Shareholders elect a Board of Directors that manages the business (separation of ownership and management).
What is ‘capital-size of the business’ referring to?
The amount of money required to establish and run the business.
List the main factors an entrepreneur should consider when choosing a form of ownership.
Legal persona, liability, tax implications, continuity, management & control, capital requirements, formation procedures.
How many owners does a sole trader (sole proprietorship) have?
Exactly one owner.
Does a sole trader have a separate legal personality?
No; the business cannot be registered separately from the owner.

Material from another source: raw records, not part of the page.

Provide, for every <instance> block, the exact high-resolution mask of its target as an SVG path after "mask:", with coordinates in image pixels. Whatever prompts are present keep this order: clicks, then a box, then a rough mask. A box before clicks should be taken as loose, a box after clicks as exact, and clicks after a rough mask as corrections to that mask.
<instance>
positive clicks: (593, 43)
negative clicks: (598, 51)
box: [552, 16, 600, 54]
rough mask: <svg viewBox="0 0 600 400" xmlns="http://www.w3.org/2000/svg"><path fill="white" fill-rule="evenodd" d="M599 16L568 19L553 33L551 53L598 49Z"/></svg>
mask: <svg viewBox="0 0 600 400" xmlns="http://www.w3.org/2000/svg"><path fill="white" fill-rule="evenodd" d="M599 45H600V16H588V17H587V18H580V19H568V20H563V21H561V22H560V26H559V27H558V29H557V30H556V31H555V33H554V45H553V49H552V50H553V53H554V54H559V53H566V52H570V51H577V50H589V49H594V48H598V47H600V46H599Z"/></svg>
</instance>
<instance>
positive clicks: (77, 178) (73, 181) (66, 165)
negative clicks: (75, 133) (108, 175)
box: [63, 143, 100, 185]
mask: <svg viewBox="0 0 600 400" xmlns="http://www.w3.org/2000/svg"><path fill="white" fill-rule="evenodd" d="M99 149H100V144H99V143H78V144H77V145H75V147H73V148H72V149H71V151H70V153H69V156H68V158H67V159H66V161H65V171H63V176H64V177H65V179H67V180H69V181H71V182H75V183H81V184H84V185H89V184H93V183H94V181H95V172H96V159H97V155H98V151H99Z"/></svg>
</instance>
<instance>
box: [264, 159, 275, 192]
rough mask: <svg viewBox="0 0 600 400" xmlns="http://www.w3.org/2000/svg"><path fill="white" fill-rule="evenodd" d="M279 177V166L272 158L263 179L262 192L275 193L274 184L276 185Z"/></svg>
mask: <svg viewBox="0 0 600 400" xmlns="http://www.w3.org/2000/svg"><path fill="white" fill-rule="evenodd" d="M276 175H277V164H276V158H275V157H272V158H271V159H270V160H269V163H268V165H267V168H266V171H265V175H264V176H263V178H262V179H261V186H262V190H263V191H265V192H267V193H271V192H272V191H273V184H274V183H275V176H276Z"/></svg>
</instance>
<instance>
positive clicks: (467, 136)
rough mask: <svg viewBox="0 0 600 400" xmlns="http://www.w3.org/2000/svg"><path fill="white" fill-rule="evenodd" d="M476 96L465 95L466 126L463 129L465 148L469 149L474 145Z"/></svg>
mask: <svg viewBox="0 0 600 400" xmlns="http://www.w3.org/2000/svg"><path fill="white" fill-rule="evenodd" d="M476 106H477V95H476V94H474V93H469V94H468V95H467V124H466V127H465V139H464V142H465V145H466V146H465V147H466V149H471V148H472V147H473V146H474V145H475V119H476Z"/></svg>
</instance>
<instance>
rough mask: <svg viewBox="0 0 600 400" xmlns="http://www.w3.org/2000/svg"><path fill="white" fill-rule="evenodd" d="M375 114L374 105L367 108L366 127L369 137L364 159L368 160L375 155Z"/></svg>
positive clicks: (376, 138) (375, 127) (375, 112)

Describe the liability of a sole trader.
Unlimited liability—the owner is fully responsible for all business debts.
Who pays tax on the profits of a sole proprietorship?
The owner, in his/her personal capacity under the progressive tax system.
Give two formation advantages of a sole trader.
Quick to establish and no registration costs.
State two managerial advantages of being a sole trader.
Owner keeps all profits and can make quick decisions without consulting others.
Name two disadvantages of a sole trader related to growth and responsibility.
Limited capital (only one owner) and the owner must handle all business responsibilities.
What event automatically ends a sole proprietorship?
The death or retirement of the owner (no continuity).
Define a partnership.
A verbal, written or tacit agreement between 2–20 people to combine money and skills in a business.
Does a partnership have separate legal personality?
No; the partners themselves are the legal entities.
Explain ‘joint and several liability’ in a partnership.
Each partner is individually responsible for the entire debt; a creditor may sue one partner for all debts, who can then claim from the others.
How are profits and losses shared in a partnership?
According to the ratio set out in the partnership agreement.
Give two advantages of a partnership over a sole trader with respect to resources.
More owners can contribute greater capital and combine diverse skills, leading to synergy.
State two disadvantages of partnerships related to decision-making and liability.
Decisions are slower because all partners must be consulted; partners have unlimited, joint and several liability.
What happens to a partnership if one partner dies or retires?
The partnership ceases to exist; a new agreement is required for the business to continue.